The technical aspects of the procedure were similar to these two series, showing good reproducibility. 9 , 15 Puncture was done with a larger needle in our cases (22‐gauge compared to 25). This can be adapted to the size of nodes. The same substances were used. We injected a more diluted mixture of glue with Lipiodol (1:9 vs 1:2 to 1:9), in order to avoid early polymerization of the glue to reach the leak.

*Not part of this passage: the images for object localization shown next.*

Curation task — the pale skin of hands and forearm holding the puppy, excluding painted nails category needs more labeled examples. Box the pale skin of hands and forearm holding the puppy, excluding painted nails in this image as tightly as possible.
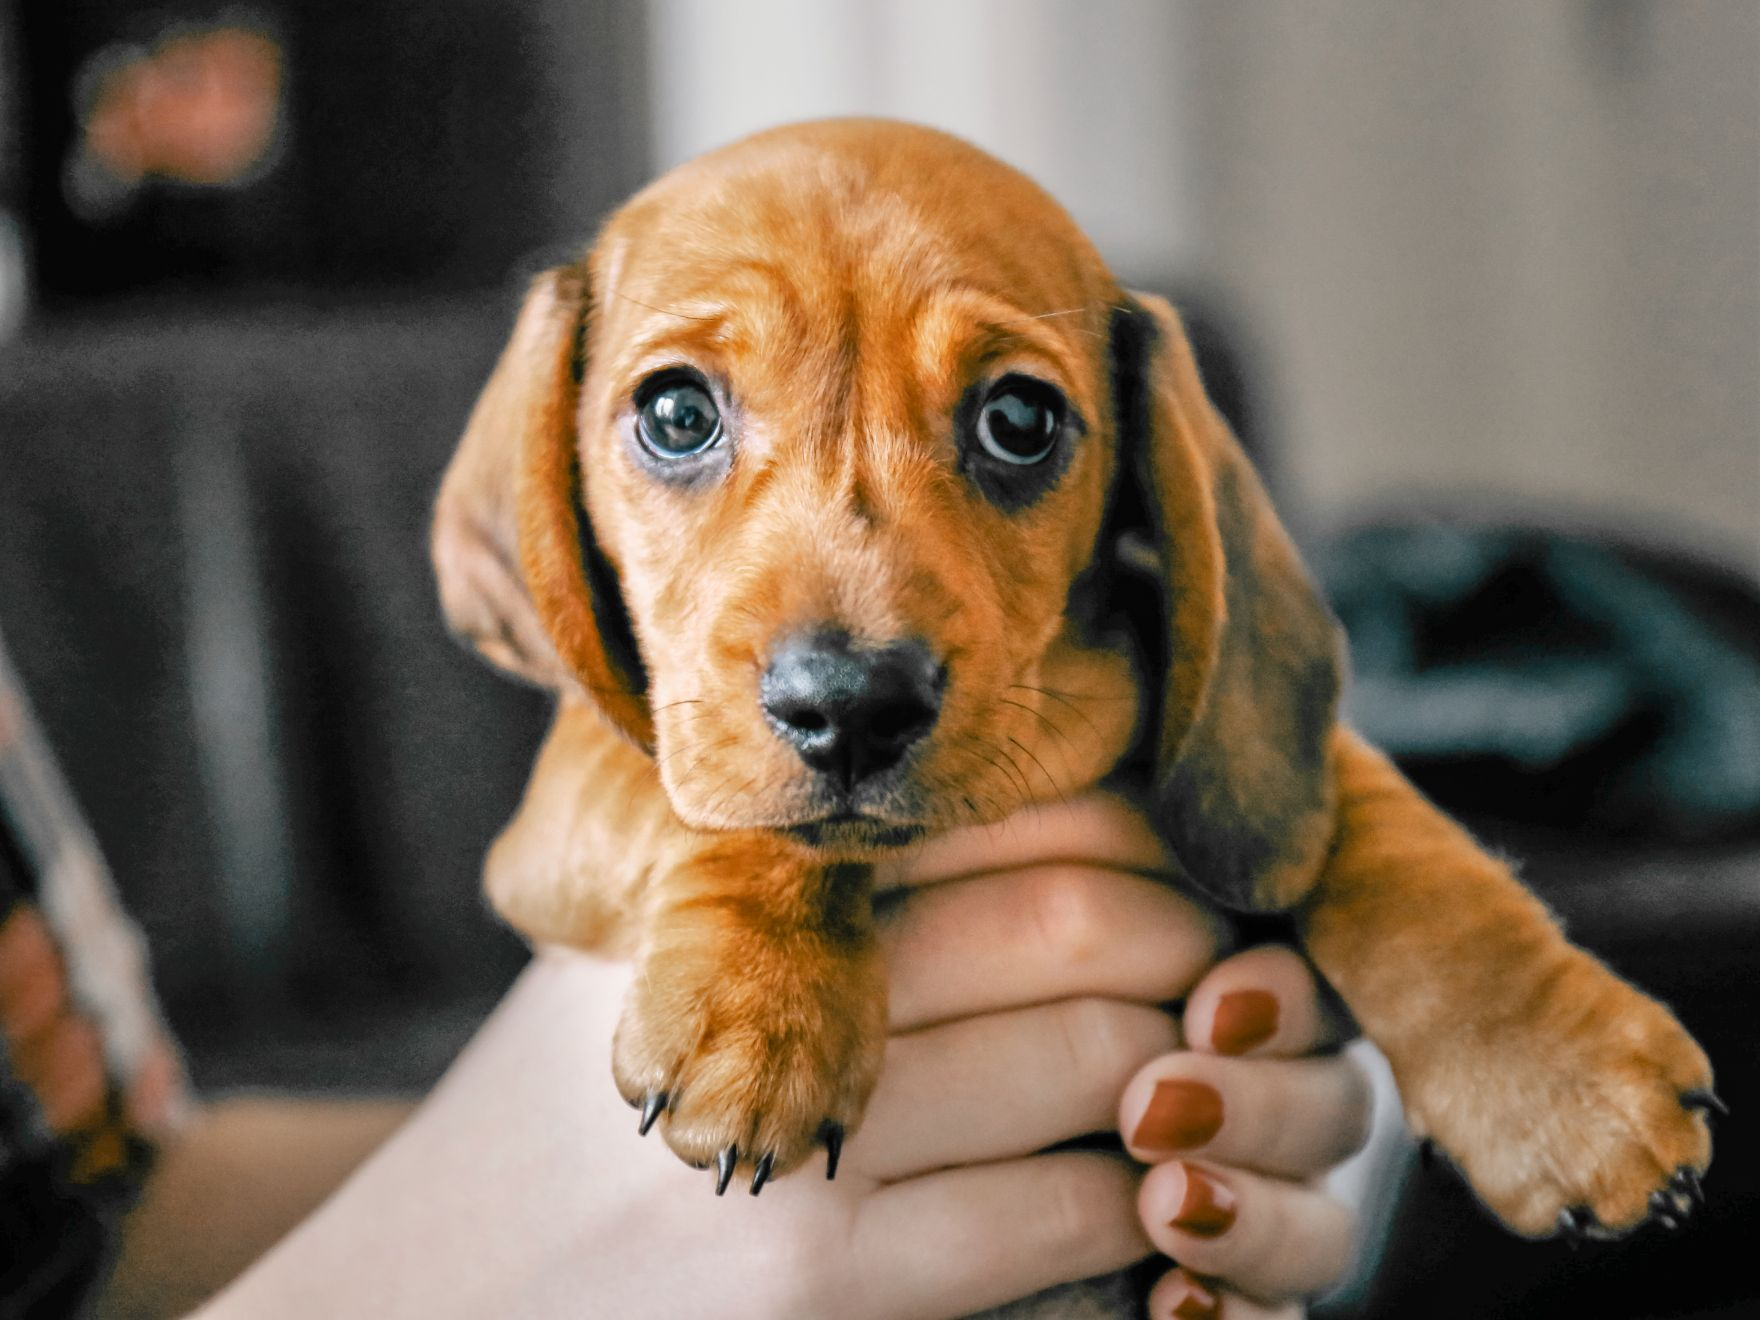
[202,796,1369,1320]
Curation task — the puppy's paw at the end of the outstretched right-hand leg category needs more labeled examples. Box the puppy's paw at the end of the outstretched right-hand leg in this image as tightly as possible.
[1394,950,1721,1237]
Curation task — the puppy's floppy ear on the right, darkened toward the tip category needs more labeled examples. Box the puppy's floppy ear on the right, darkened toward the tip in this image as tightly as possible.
[1112,296,1343,910]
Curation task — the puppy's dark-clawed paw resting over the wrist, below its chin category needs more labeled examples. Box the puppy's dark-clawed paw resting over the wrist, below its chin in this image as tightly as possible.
[612,943,885,1195]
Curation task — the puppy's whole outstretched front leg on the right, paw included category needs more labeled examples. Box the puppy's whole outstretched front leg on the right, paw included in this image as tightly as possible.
[1306,730,1711,1236]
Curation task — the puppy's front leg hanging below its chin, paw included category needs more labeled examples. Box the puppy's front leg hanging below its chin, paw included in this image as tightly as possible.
[612,834,885,1192]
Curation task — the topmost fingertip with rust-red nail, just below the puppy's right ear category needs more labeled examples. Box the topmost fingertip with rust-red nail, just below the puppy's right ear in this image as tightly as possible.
[1184,945,1353,1058]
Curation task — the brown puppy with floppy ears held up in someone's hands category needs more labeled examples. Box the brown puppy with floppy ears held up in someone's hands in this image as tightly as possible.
[435,121,1714,1234]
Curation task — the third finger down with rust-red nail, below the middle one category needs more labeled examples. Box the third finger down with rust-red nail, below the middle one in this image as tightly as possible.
[1137,1160,1353,1302]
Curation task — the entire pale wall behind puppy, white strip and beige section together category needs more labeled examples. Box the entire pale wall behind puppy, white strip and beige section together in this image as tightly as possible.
[649,0,1760,570]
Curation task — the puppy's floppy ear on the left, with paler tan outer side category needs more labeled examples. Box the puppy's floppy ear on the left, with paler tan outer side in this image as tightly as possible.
[433,268,653,748]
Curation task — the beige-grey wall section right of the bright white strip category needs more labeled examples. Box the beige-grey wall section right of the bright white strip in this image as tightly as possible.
[1192,0,1760,570]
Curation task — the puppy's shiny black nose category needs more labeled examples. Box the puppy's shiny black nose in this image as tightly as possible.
[759,632,945,792]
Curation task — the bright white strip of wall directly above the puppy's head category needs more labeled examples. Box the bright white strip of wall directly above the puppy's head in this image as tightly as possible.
[649,0,1193,279]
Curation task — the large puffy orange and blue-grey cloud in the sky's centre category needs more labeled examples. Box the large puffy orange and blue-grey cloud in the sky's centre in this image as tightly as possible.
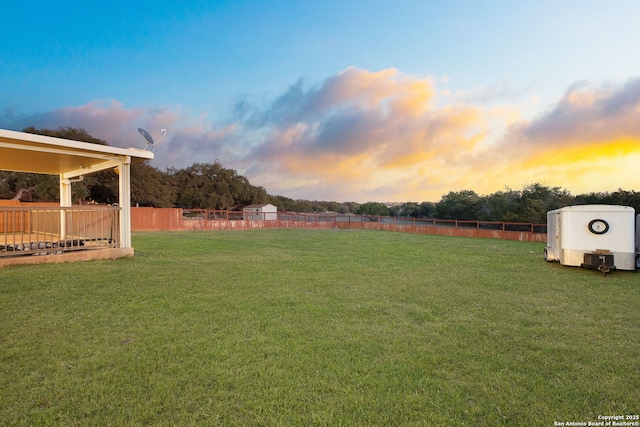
[238,68,487,200]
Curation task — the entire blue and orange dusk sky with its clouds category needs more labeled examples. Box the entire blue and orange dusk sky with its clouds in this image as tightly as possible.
[0,0,640,202]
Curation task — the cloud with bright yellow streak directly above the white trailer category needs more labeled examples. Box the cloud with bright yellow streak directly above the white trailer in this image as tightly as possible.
[481,78,640,196]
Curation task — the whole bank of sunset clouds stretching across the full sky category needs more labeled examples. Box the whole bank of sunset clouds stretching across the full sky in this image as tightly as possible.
[2,67,640,202]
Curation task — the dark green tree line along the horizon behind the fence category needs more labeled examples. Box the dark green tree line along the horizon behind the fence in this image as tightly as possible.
[0,127,640,223]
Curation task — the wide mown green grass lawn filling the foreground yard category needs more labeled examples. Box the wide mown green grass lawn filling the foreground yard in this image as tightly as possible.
[0,229,640,426]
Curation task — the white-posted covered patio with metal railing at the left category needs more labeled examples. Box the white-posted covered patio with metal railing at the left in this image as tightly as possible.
[0,129,153,267]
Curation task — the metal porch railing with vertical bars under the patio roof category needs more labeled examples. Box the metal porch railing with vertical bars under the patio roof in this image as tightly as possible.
[0,206,120,257]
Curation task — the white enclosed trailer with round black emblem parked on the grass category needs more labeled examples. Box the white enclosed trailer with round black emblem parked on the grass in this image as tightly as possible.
[544,205,640,271]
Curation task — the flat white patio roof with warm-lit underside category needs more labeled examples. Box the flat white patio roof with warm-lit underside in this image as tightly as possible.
[0,129,153,178]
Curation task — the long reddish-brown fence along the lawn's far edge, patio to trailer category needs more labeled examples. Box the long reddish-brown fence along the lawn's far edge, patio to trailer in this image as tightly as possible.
[131,208,547,242]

No adverse events following this type of procedure, neither major nor minor, have been reported. 9 , 15

This technique, less invasive than surgical marsupialization, appears to give a good and similar efficiency. Compared to sclerotherapy, it seems to allow a quicker catheter drainage removal and faster recovery. 6 , 9 , 11 , 15 Our data support previous results of lymphatic embolization for treatment of PL after RP and PLND.

Conclusion

Lymphatic embolization is an emerging and promising therapy in this pathology. Our data concern only two patients with a short follow‐up and studies on a large number of patients are expected.

Conflict of interest

The authors declare no conflict of interest.

Schneider G, Ourfali S, Rouviere O, Pagnoux G, Colombel M. Lymphatic embolization for the management of symptomatic pelvic lymphocele after radical prostatectomy with lymph node dissection: Report of two cases. IJU Case Rep. 2021; 3: 5–9.